Childhoodspeech®

Speak For Love | Communicate For Confidence | Inspire For Growth

I first discovered Jesse Cook by chance, last year, while shopping for music dvd in Plaza Semanggi, Jakarta. I pulled out from the bundle this guy who shares the same surname, Cook. On the cover of the album was Jesse on stage with his guitar in Montreal. I showed it to my husband, played it and we felt connected instantly. We watched it that very night and my daugther and I started to dance to the music which sounded to me then like fusion Arabic and Gypsy. We partied, just 3 of us in the living room.


We then discovered he would be performing in Singapore while out shopping at the esplanade at Marina Square, Singapore. We knew we had to watch his performance. So there we were, on the 25th October 2008, sitting in the open courtyard in front of the Timbre restaurant at the Arts House, next to the statue of Sir Stamford Raffles, near Boat Quay. Like many of the audience that night, I was watching music fingers and hands working on the guitars, drums, violins and percussions. There are many guitarists in the world but Jesse is the only superstar who has directly entered my path in this lifetime. His music is now part of my family’s collection.

Childhood experience


Like many of us, we take along with us childhood experiences and learning into our adulthood. Who we are now, is a result of how much of these childhood works we have turn into deeds for ourselves. And when someone is as famous as Jesse Cook, Elvis Presley or Obama, people want to know everything about them, from when they were born, where they had gone to get education and which of those talents or potentials that they have effectively and successfully exposed from within them. I won’t be surprised if they themselves do not know how they did it, because many of us experience growth not as a determined path but a journey to be discovered. We do not try too hard to imagine how our efforts will reward us, because we only wanted the experience. It is the community around us that will give us feedback on our growth.


We have also heard many times before about famous people regress their thoughts to their childhood days, digging out memories and images which they think are responsible for their success or failure. It is not an uncommon phenomenon: the mind carries these images and impressions in both the conscious and subconscious. In my case, I was speaking 3 languages (by the time I was 2 years old).
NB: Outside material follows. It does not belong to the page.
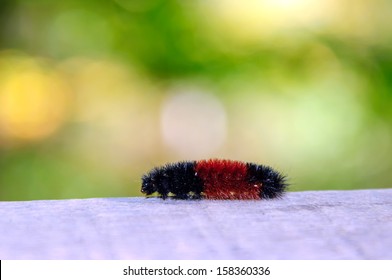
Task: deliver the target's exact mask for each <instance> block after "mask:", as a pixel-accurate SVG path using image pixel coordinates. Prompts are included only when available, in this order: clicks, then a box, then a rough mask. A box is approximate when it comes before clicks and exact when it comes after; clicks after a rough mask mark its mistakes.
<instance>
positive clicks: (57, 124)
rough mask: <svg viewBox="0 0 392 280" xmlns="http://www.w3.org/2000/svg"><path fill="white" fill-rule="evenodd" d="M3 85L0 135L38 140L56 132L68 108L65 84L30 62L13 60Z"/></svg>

The place and environment in a region in southern France known as the Camargue was where Jesse found his music. His father, a retired film director, had lived next door to the lead singer of Flamenco group, “The Gypsy Kings”. Jesse picked up his guitar when he was just 3 years old, studied and wrote his music according to the dictates of his heart. At his mother’s French farmhouse, he was exposed to a different environment. From these two different environments, Jesse found a fusion of sounds to produce his own. While school gives structure and frame our innate potentials, it is the environment that will give taste to our own creations.


As I write this piece of blog, I am also listening to “The Frontiers”, the CD which he had autographed. His music is one that my family will have the joy of sharing; my 7 year old daughter will be so proud to see her name written on the CD by this gifted artiste. Jesse would like to play again in Singapore ‘in this decade’; hopefully, we can catch up with him again.